Note that rewriting the serial driver in assembly language is a good idea, as it is (most likely...but not certainly) a limiting factor in how quickly programs can be downloaded to PFAVR.

Forth Tests

The tests/ subdirectory contains various Forth files that test the PFAVR Forth implementation. These tests come from various sources. The t_xxx.ft tests all expect that the t_tools.ft file has been downloaded first, prior to each test. The README file in this subdirectory provides a guide for the various tests.

Note that the fsend.py program (see below) may be useful (on Unix-ish systems) for running the tests as it automatically strips the files.
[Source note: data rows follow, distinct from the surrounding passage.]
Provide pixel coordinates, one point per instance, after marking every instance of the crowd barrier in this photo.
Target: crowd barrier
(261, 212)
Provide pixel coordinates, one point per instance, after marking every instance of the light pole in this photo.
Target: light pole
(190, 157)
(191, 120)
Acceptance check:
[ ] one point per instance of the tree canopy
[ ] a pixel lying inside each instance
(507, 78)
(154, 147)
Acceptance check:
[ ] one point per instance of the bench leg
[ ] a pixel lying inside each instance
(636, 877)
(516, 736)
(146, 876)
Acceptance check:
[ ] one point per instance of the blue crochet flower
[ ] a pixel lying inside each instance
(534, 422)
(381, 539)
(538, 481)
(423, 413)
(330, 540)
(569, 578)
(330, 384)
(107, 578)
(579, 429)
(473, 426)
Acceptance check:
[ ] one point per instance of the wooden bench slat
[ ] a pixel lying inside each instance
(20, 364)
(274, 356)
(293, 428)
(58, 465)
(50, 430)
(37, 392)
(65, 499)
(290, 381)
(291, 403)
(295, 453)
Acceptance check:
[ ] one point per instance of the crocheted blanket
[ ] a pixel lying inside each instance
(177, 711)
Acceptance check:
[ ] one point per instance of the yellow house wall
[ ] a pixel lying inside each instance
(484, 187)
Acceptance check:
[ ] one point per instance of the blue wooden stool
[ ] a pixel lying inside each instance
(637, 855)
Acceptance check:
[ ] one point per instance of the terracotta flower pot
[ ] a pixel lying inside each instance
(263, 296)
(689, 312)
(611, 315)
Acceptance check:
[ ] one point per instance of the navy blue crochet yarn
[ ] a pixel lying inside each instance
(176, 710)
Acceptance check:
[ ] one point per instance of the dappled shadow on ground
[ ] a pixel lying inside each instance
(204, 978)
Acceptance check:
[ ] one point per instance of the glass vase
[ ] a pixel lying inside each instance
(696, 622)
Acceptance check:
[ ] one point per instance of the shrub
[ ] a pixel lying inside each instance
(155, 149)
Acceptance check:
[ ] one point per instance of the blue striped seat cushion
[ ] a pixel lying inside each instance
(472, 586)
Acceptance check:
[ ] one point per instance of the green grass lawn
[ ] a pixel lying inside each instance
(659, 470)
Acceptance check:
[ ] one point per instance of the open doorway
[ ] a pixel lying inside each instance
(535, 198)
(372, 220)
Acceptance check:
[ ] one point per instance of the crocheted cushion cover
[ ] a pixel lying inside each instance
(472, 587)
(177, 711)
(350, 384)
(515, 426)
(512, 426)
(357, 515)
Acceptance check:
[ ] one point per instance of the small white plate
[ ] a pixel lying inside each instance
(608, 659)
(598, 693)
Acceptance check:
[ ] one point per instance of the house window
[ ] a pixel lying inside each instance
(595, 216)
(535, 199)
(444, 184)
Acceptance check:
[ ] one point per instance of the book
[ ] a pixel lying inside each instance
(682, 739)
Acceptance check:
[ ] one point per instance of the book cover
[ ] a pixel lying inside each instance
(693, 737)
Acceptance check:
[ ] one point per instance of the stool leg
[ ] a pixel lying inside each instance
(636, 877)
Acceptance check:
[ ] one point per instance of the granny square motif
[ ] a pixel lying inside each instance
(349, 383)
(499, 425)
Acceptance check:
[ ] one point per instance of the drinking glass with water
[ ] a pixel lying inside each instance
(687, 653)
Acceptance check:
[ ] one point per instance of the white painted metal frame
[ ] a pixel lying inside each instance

For example:
	cd tests
python ../fsend/fsend.py t_tools.ft t_core.ft
The above commands will run the core word set test. Remember that you must download t_tools.ft prior to any other t_xxx.ft test as all of the words defined by t_tools.ft are forgotten by the actual test code (to save dictionary space).

FSEND

The FSEND program (fsend/fsend.py) is a simplistic Python program for sending Forth code to a running PFAVR session. Terminal programs like minicom and TeraTerm can also send text files to a target board, however FSEND is useful because:
FSEND can also be used for running the Forth test programs, as described in the previous section.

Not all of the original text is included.